After saddling up a mule and a horse yesterday we rode them across a friend’s pasture and through a gate, which I had to dismount to open and close. As I was getting back on my mule he tore off full bore, and this was before I was even in the saddle. Half in the saddle, I grabbed the reins and pulled hard while trying to remain calm. There was no slowing him down and since the area was full of all kinds of deadfall and stumps and there is a barbed wire fence, I bailed the way I was taught in an area with no logs.
Spent last night having surgery for a badly broken ankle. No weight allowed for one month. I will still be able to float with friends but I won’t be guiding for a while. DOUBLE WHAMMY! Lose your source of income and get a $5000 hospital bill on the same day.
I don’t know what happened to that mule. I’ve never seen anything like it. He’s normally a steady guy and maybe stepped on a hornets nest? Saw something that really scared him? Who knows? It’s going to take me a while to get back on one of those beasts.
Grubb: fortunately he ain’t dead indeed. Sorry to hear about your bad landing Benjo. On the bright side maybe you’ll get to do some fishing for yourself during the guiding season, or at least have more time for bashing your favorite cataloge retailer. I hope you have quick and uneventful recovery.
all leaders tangle; mine are just better at it than most. Jim
Ouch!!
A couple of years ago an friend of mine was on a trip in the Bob Marshall and had a horse freak out on him,busted him up really bad spent quite a while in the hospital busted ribs,punctured lung,broken arm.
Then to top it off he got in a car wreck a week or so after getting released.I think he ended up buying the horse from the outfitter
but I don’t think the horse made it home with him.
Benjo—sorry to hear about The Fall. (Actually, I guess it was the “Stop” that did the damage.) Besides the pain, the monetary damage is a real bummer I 'spect. One thing, you can now probably tie up enough flys to last for a bunch of years of guiding when you get back on your feet.
Maybe the mule was spooked by a snake? I remember when I was a kid in Arkansas the mules would get pretty worked up when a snake was in the area.
JC, I’m now waiting for Paul Harvey (also a resident of the Valley of the Sun) to do an episode about a famous watercolor painter in the Northwest who also is a well known fly fishing expert. “Now you know the rest of the story!!” Thanks JC for that bit of knowledge. btw, did the ankle ever fully mend and knit?
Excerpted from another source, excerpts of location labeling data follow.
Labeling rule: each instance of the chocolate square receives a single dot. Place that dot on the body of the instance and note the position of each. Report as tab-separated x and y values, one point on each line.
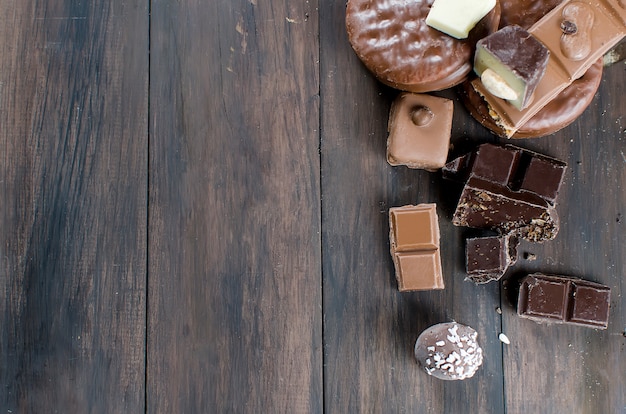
486	255
543	298
590	305
414	228
495	163
543	177
414	245
419	270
Benjo, Sorry to hear of your injury and money woes. I hope that you heal up soon and things turn the corner for you. I have a friend that got “partially” thrown from a spooked horse. She still had her boots caught in the stirrups when she got wedged in the fork of a tree- horse still going… She ended up with a concussion, cracked pelvis,broken ribs and a shattered elbow that had to be surgically rebuilt. My girlfriend ran her horse into a cable in the dark, did a somersault over the cable; then the horse followed- landing on her. She got off lightly with a concussion and a few minor scars… I often wonder what the appeal is with those critters, let alone mules! Did the stories make you feel “lucky”? Best Wishes, Jim
[This message has been edited by backbeach (edited 19 May 2005).]
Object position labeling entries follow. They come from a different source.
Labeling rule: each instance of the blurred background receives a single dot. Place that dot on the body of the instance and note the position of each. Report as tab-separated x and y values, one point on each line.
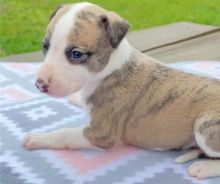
23	22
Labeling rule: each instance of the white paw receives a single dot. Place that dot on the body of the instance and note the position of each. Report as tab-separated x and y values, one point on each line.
34	141
201	169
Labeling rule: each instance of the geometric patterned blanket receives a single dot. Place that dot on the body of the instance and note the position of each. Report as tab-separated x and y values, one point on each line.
23	109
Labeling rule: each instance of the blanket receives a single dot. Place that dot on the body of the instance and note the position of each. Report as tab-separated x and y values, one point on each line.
23	109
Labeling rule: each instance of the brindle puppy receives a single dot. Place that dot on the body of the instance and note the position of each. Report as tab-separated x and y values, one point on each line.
129	96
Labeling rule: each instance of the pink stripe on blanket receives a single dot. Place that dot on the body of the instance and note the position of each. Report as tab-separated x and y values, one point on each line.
78	161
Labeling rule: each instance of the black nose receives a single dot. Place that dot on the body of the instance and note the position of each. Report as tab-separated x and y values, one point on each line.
42	86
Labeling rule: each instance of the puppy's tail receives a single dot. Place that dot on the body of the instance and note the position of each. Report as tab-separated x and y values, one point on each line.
190	155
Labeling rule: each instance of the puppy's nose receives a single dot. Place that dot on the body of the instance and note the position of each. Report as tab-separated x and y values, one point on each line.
41	85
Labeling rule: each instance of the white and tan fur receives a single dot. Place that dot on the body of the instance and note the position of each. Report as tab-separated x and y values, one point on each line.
129	96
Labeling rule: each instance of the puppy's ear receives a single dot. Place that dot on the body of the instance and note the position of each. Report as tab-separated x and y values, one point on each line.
55	11
116	28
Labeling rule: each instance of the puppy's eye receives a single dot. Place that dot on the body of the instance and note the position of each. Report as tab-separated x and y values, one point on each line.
74	55
45	46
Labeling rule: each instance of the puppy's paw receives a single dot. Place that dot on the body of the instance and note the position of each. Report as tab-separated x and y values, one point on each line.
202	169
34	141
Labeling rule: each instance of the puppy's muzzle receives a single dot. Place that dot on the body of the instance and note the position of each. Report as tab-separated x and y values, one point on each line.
42	86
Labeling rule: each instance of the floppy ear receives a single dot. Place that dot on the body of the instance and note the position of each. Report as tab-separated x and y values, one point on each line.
55	11
116	29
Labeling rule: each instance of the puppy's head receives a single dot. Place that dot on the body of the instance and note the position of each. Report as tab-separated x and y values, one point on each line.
78	43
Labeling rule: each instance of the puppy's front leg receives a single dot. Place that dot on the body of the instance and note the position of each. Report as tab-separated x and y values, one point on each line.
71	138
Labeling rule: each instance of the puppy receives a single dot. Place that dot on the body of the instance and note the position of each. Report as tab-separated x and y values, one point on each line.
129	96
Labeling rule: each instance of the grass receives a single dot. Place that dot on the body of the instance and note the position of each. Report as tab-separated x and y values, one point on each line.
22	23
The pain from this one, the post surgery pain anyway, is much worse than the pain from either of my knee surgery pains. I do feel lucky, and even though this sucks, I am still remaining positive about things. I also quit chewing to speed my recovery, hopefully I can quit for good. Thanks for your support and encouragement.
Benjo,
That is a bad day. Sorry about the ankle. It’s hard to tell what sets those critters off. May have been a sound, smell or just about anything. Best wishes and hope you are back on the waters soon.
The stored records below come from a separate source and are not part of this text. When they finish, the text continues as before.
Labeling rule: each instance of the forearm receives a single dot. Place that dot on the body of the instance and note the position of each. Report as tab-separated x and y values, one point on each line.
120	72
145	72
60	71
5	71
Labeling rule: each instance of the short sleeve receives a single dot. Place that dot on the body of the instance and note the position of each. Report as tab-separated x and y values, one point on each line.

Benjo, you just proved the old adage about the cloud with the silver lining…if you are able to (and I believe you are for sure) to quit the chaw then this freak accident will probably save your life!! Simple as that. Cancer in any form is infinately worse than any pain you may go through while the bones knit.
If you want to look at it monetarily, figure out how much money you’ll save over the next 40 years, naw make that 25 years, by abstaining from 'baccy.
Stay off my friend, you’ll be ever so much better for it.
(Sorry for the preaching but through the Therapy Dog program we’re involved with, I see on a weekly basis the dire results of cancer in the local hospitals. Multiply that by the 1000’s of General Hospitals in the USA and one finds a huge amount of reason to rail agains tobacco in any form.)